Если же кому-то националисты Австрии или Италии кажутся слишком цивилизованными для скифов с раскосыми и жадными очами, можно посмотреть на страну, где националистические идеи воплощены в конституции и, несмотря на многолетнюю критику правозащитников, регулируют социальную и политическую жизнь. Я имею в виду Израиль, в котором власть, от возникновения государства до сегодняшнего дня, последовательно переходила от левых к крайне правым, избираемым все более правеющим населением. Страна, которая так и называется демократическим еврейским государством и где неевреи официально лишены ряда важных прав, что, конечно, ужас, но — имея в виду нашу тему — все-таки не ужас-ужас. То есть, да, ксенофобия и исламофобия, но до окончательного решения палестинского вопроса дело не дошло и не дойдет, как бы этого ни хотелось совсем оголтелым фанатикам из числа наших бывших соотечественников. Ибо давление общественного мнения заставляет даже самых правых у власти в Тель-Авиве быть в меру цивилизованными правыми.

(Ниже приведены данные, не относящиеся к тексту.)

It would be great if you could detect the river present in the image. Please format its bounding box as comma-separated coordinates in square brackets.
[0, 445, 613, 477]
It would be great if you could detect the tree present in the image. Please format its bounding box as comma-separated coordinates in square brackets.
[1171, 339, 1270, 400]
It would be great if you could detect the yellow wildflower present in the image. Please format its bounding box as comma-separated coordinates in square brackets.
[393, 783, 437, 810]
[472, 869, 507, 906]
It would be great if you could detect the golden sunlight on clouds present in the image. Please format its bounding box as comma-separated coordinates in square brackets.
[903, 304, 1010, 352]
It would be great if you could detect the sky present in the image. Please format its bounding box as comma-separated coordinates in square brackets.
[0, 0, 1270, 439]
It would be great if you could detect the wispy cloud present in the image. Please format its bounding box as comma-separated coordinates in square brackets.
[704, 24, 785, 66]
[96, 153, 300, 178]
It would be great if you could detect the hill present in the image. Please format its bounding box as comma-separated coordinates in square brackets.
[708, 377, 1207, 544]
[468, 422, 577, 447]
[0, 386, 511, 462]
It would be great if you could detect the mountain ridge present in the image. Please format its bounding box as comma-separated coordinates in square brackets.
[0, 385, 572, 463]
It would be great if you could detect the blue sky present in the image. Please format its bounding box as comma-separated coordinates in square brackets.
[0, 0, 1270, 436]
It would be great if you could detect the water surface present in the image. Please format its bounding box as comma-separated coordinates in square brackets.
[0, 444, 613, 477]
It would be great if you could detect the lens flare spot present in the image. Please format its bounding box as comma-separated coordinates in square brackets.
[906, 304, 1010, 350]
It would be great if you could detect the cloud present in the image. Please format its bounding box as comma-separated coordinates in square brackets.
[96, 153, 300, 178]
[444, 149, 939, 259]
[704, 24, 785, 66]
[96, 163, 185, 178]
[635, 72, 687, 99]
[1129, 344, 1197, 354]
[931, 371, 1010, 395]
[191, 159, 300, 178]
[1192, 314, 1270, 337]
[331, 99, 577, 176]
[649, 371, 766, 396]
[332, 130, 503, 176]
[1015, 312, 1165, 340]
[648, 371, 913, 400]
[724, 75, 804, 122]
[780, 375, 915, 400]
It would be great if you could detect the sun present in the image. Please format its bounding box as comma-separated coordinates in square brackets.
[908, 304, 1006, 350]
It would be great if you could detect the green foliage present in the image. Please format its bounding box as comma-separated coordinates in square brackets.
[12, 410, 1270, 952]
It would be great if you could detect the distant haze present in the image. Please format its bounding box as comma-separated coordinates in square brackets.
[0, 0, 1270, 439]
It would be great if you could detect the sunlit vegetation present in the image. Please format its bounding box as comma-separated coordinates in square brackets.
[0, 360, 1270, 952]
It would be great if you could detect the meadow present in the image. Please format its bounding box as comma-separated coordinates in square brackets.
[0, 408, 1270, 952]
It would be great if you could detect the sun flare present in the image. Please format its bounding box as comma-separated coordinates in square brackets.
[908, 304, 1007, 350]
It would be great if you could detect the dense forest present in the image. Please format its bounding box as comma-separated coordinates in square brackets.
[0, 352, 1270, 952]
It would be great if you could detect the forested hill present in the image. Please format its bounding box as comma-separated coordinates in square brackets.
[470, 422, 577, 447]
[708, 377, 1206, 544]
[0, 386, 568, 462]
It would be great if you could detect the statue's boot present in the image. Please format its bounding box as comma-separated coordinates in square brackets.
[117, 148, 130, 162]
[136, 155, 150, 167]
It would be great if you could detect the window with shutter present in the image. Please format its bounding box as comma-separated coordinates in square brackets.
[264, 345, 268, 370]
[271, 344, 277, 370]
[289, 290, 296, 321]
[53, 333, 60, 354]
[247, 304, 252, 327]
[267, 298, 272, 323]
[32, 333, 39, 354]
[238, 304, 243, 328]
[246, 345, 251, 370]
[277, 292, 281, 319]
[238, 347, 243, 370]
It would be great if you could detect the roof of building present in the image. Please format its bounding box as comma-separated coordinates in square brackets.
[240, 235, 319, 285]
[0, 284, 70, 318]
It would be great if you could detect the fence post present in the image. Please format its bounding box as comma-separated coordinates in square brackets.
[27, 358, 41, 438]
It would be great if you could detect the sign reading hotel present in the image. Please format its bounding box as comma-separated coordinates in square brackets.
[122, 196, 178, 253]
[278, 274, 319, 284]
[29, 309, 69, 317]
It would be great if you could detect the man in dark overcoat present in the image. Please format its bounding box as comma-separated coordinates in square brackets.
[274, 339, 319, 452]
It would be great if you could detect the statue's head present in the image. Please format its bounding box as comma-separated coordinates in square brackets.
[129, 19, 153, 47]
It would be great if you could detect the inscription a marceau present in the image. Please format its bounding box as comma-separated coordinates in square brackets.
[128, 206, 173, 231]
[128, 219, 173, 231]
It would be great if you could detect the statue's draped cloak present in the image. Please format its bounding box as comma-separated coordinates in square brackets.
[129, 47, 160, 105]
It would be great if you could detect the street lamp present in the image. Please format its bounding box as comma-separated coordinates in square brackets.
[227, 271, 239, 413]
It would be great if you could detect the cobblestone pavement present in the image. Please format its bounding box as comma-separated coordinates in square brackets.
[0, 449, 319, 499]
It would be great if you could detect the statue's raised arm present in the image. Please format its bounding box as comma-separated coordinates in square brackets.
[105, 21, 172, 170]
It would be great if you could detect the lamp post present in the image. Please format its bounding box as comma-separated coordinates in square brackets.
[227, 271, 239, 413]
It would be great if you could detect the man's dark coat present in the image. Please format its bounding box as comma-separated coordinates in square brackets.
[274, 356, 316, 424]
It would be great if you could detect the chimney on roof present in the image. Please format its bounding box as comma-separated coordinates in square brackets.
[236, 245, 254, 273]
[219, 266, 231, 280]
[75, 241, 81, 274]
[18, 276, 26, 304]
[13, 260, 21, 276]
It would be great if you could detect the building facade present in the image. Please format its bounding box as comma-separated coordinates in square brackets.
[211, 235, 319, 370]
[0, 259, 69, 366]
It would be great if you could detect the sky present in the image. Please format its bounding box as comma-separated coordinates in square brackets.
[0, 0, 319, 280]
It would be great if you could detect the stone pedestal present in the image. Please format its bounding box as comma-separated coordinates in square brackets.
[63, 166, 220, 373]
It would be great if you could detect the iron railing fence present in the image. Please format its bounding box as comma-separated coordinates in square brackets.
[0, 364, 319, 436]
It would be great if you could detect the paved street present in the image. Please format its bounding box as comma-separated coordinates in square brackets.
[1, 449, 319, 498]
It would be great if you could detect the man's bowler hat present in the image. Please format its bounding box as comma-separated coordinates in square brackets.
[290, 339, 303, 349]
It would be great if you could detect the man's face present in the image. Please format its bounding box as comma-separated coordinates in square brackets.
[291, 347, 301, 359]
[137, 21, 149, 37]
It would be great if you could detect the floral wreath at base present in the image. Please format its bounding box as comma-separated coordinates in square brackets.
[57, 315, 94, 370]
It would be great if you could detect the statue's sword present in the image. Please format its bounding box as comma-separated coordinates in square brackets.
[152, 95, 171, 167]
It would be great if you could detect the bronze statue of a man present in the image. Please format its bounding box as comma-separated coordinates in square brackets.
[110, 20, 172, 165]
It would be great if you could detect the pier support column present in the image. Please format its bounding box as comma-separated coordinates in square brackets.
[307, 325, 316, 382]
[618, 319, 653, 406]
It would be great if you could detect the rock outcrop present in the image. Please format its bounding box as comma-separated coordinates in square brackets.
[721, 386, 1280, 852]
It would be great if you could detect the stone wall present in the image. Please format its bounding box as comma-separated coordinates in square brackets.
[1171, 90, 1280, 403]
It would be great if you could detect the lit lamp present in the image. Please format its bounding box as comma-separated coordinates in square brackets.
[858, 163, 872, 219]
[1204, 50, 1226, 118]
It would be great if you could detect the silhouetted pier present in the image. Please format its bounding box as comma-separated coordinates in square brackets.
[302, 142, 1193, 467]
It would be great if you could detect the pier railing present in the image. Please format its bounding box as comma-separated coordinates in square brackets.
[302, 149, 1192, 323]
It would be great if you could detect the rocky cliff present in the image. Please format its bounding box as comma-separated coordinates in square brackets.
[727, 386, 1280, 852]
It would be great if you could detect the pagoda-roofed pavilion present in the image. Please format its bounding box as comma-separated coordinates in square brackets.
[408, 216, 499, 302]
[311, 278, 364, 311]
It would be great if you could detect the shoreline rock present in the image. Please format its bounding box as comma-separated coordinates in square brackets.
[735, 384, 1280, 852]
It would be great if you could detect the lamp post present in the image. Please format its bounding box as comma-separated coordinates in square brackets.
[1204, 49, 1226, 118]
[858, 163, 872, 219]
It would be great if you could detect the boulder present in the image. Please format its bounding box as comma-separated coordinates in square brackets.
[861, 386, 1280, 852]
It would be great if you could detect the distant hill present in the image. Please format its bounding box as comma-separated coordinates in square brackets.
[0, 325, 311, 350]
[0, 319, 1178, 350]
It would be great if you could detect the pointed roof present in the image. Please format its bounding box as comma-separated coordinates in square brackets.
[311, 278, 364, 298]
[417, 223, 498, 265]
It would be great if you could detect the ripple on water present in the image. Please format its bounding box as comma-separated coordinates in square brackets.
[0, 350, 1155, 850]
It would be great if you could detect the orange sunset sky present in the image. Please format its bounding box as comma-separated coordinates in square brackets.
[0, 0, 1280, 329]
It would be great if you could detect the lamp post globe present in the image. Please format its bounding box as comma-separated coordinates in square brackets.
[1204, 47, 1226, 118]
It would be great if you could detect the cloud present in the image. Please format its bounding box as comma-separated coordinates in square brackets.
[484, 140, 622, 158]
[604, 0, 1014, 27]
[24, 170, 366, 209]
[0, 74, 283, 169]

Я это к тому, что помимо мифа о демократии существуют мифы о тотальной ксенофобии русского общества, о влиянии на него самых оголтелых и жестоковыйных националистов, что вполне работает в плане мифологизации политики, но всегда оказывается иным, будучи воплощенным в реальности. Ни демократия, вполне жесткая социальная система, ни реально популярная сегодня в России националистическая идеология, не чреваты апокалипсисом хотя бы потому, что сам апокалипсис — не что иное, как религиозный миф. Да и для попытки устроить нечто вроде апокалипсиса нужна огромная злая энергия, большой такой сгусток, типа атомного взрыва, но как раз энергии, в том числе социальной, больше всего не хватает сегодня российскому социуму. В конце концов, демократия — это не фейерверк, не экстаз, не безотчетного неба игра, а рутинный социальный опыт, который рано или поздно воплощается в определенных социальных правилах общежития. И Россия здесь, как, впрочем, и в других своих проявлениях, не уникальна.